The mineral finds a crucial role in metal forming and stamping dies, where it can maintain sharp edges for prolonged periods under high-pressure conditions. It is also used in downhole equipment for oil and gas exploration, where it can endure the abrasive conditions encountered in drilling.

4. Titanium carbide 

Crystal structure of titanium carbide

Mohs Hardness: 9 – 9.5
Elastic modulus: 400 GPa

Titanium carbide is nearly as hard as diamond and surpasses the hardness of most other natural and synthetic materials. It is the only carbide in the titanium-carbon system. Its exceptional hardness is due to strong covalent bonds between titanium and carbon atoms. 

In its natural form, titanium carbide is extremely rare and can be found as a mineral known as khamrabaevite. This natural mineral was first discovered in 1984 on Mount Arashan, located in western Kyrgyzstan. 

It is quite heavy for its size due to its high density, which is similar to that of gold. This is why jewelry items made from tungsten carbide have a substantial weight despite their compact size. 

Like Tungsten carbide, Tantalum carbide is also used for making machining and cutting tools, such as drill bits and milling cutters. 

The nanoparticles of Titanium Carbide have a large surface area and are more effective in terms of properties and applications. For example, their coatings are applied to cutting tools to further enhance their performance and longevity. 

Titanium carbide is used in aerospace applications, such as jet engine blades, turbine components, and nozzles. It is also used to manufacture heating elements, high-temperature furnace components, body armor, vehicle armor, and other protective materials. 

3. Moissanite (Silicon Carbide)

Moissanite, a crystal form of silicon carbide at 14x magnification

Mohs Hardness: 9.25

Moissanite is an extremely rare mineral and naturally occurring silicon carbide. It was first discovered in 1893 by French chemist and Nobel laureate Henry Moissan, after whom the mineral is named.

At first, he mistakenly identified these newly found moissanite crystals as diamonds due to their remarkably similar physical characteristics. It wasn’t until 1904 that Henry Moissan successfully recognized them as silicon carbide, marking a pivotal moment in mineralogy. Intriguingly, the first-ever artificial silicon carbide had already been synthesized a few years before this pivotal discovery.

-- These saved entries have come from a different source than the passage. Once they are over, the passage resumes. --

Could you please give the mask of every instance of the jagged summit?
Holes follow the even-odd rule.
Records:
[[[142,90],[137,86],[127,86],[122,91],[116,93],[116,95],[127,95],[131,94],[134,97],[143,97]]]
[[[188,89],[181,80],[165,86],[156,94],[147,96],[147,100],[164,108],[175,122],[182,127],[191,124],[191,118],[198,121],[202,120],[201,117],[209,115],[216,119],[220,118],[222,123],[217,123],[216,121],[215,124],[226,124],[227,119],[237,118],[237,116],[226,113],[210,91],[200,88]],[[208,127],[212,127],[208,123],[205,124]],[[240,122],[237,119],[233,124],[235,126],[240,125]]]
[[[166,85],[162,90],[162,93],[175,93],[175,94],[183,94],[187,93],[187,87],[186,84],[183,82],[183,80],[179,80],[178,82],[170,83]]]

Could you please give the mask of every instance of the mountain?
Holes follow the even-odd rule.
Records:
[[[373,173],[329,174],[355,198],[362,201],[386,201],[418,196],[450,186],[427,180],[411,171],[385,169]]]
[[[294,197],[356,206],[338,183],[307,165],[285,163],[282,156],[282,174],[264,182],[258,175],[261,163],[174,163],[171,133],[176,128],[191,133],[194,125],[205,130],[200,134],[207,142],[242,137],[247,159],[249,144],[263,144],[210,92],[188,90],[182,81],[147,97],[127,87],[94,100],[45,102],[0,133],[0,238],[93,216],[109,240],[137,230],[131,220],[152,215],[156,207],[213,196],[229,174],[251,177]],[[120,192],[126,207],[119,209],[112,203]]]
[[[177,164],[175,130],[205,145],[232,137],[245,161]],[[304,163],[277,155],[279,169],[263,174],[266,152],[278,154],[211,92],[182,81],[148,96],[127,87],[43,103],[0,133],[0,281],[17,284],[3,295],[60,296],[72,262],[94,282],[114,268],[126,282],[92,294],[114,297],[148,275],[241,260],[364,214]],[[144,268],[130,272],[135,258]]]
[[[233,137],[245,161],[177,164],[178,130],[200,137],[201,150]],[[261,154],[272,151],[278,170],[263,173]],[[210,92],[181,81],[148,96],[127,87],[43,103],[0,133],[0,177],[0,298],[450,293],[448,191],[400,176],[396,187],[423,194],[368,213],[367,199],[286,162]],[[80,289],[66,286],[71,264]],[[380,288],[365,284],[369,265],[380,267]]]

The earliest known terrestrial source of Moissanite can be traced to rare C chondrite meteorites. These meteorites are unique for their high carbon and amino acid content, and they are known to carry some of the oldest minerals formed within our solar system, including materials that originated from beyond our solar system. 

The discovery of Moissanite in nature’s other sources didn’t occur until the 1960s. One notable location where Moissanite was found is within a diamond mine situated in Russia’s Yakutia region. This finding expanded our understanding of the mineral’s natural occurrence and added to its significance in both geological and gemological studies.

Due to its rarity in nature, the majority of the moissanite used today is produced through artificial processes in laboratories. It has several industrial and commercial uses due to its exceptional hardness and remarkable optical and thermal properties. 

Moissanite is commonly utilized as a cost-effective alternative to diamonds in jewelry. Moissanite jewelry offers a more budget-friendly option compared to jewelry featuring genuine diamonds. It can also be used to conduct high-pressure experiments instead of diamonds.

Other Minerals with Similar Mohs Hardness –

  • Boron Nitride (9.36)
  • Titanium diboride (9.5)
  • Rhenium diboride  

2. Stishovite

Mohs Hardness: 9.5

Stishovite is one of the rarest and hardest known naturally occurring minerals, discovered in Meteor Crater in 1962. It ranks at about 9.5 on the Mohs scale of mineral hardness, making it even harder than ruby, sapphire, and most other gemstones.

Like Quartz, Stishovite is a mineral form of silicon dioxide. However, it crystallizes in a different and high-pressure form. It has a more open and symmetrical arrangement of silicon and oxygen atoms, which makes its tetragonal crystal structure significantly denser. 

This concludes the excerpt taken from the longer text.